I am quite fond of museums, especially ones that have interesting things to see yet aren’t too crowded. The Morgan Library & Museum isn’t one of the mainstream museums in the city. It’s much smaller than other museums I’ve visited in Manhattan (the Natural History Museum, MoMA, the Met, and the Guggenheim), but it feels a little more intimate, like I was inducted in a secret society.
There were two rooms I particularly liked in The Morgan. One is the Morgan Study. With fancy, rich brown wood, red silk wallpaper, a grand fireplace and velvet-backed seats around sturdy wooden desks, the reading room feels private yet inviting. I certainly wouldn’t’ mind sinking into one of the plush couches and losing track of time reading a novel. And what’s even cooler about the room is a solid steel vault that was used to secure Morgan’s manuscript collection. The other room that I enjoyed is the original library.
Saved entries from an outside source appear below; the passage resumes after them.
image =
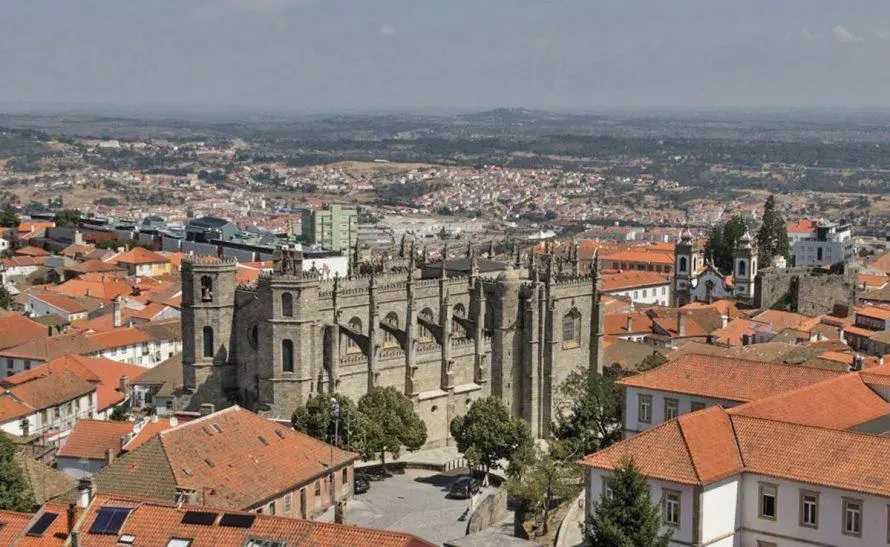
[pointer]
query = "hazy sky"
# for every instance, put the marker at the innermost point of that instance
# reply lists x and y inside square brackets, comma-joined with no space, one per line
[309,55]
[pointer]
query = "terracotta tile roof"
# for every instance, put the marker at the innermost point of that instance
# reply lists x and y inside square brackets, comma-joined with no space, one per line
[220,454]
[803,226]
[726,378]
[812,455]
[780,320]
[90,439]
[140,255]
[31,251]
[105,374]
[875,312]
[12,525]
[837,403]
[629,279]
[16,329]
[153,523]
[46,349]
[45,391]
[45,482]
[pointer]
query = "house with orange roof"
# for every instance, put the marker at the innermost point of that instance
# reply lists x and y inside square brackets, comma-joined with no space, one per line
[691,382]
[98,520]
[214,460]
[142,262]
[722,477]
[46,404]
[641,287]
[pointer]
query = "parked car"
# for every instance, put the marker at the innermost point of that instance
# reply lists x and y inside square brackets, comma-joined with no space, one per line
[463,487]
[360,484]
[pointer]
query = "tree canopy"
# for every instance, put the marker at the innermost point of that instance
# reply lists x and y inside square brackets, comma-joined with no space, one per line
[316,418]
[589,417]
[772,238]
[722,241]
[15,493]
[626,516]
[390,423]
[67,217]
[487,434]
[8,217]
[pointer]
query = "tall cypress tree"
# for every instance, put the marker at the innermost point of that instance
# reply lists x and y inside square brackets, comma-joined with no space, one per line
[627,517]
[772,238]
[15,493]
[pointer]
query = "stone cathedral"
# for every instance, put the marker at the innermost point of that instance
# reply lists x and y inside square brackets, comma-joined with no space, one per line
[443,341]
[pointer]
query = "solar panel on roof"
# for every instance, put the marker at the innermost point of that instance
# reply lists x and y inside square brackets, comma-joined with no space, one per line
[237,521]
[42,524]
[109,520]
[204,518]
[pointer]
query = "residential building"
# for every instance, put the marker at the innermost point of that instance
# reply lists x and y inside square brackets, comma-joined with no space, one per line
[820,244]
[279,471]
[691,382]
[333,227]
[100,520]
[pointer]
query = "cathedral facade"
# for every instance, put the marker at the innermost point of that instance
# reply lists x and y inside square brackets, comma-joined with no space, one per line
[444,342]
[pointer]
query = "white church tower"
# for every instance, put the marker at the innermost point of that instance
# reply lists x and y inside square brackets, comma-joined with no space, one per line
[744,268]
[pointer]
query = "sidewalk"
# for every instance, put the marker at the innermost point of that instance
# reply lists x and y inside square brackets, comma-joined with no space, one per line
[445,458]
[570,534]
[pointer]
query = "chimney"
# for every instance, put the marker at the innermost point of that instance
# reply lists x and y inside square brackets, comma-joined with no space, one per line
[118,312]
[84,493]
[71,522]
[681,323]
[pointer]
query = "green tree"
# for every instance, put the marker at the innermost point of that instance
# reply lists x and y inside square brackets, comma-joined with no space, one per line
[388,422]
[316,419]
[487,434]
[626,517]
[589,412]
[6,300]
[120,413]
[8,218]
[772,237]
[15,493]
[546,480]
[722,241]
[653,360]
[67,217]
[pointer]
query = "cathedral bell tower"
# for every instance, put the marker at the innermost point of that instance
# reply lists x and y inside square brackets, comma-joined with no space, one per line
[744,268]
[684,268]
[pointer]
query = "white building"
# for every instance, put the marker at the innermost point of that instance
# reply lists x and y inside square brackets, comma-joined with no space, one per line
[803,467]
[820,244]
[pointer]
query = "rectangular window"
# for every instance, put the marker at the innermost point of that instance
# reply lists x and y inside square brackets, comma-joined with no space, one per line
[768,494]
[809,509]
[852,517]
[644,412]
[671,508]
[671,409]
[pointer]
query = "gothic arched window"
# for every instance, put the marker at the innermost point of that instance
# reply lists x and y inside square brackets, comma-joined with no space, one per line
[428,318]
[391,322]
[571,327]
[355,324]
[458,327]
[287,304]
[206,288]
[208,341]
[287,355]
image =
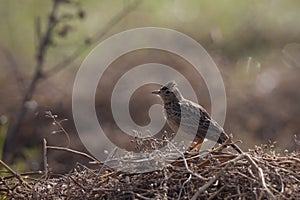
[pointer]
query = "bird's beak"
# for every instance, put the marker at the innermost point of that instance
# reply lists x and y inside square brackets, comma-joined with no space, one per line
[156,92]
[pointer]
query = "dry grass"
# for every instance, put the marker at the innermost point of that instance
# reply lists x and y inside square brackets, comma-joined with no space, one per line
[257,174]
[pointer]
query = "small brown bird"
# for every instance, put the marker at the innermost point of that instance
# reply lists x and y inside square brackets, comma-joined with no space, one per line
[190,117]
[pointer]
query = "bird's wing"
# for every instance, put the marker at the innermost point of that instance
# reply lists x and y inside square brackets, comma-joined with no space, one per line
[195,117]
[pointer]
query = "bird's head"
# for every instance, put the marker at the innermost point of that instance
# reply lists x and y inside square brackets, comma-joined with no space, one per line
[169,92]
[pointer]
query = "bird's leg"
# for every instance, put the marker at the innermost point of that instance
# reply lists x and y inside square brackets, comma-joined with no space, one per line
[196,146]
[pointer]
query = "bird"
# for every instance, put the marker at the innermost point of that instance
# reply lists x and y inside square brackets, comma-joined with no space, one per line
[190,117]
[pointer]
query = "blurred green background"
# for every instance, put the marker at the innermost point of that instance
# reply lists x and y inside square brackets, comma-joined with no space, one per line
[255,44]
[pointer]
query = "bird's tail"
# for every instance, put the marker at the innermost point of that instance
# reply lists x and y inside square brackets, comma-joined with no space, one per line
[235,147]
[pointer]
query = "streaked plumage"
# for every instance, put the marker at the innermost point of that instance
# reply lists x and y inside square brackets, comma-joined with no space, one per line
[192,116]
“”With its three-story inlaid walnut bookshelves and magnificent ceiling, the East Room was designed as a treasury for Pierpont Morgan’s remarkable collection of rare printed books. The sixteenth-century Netherlandish tapestry over the mantelpiece depicts avarice, one of the seven deadly sins, personified by the mythological King Midas. Two staircases, concealed behind bookcases, provide access to the balconies.
Yes, secret staircases! Perhaps it was my love of The Secret
Garden as a little girl that continues to keep me intrigued about secret passageways and such, but regardless, I really wanted to climb up one of the secret staircases myself. I also liked being surrounded by so many old, beautiful leather-bound books.
Finally, the limited time exhibition, “”The Diary: Three Centuries of Private Lives”” was also an exhibit I was looking forward to seeing at The Morgan. The exhibition basically displayed individuals’ personal journals from centuries ago.
The exhibit intro reads, “”For centuries, people have turned to private journals to document their days, sort out creative problems, help them through crises, comfort them in solitude or pain, or preserve their stories for the future. As more and more diarists turn away from the traditional notebook and seek a broader audience through web journals, blogs, and social media, this exhibition explores how and why we document our everyday lives.””
It’s interesting to think about the change in the medium used to jot down ones thoughts throughout the centuries. From handwritten diaries to online journals, personal columns and blogs. My blog is my diary allowing me to share my opinions and adventures, capsuling my memories in the infinite space on the Internet.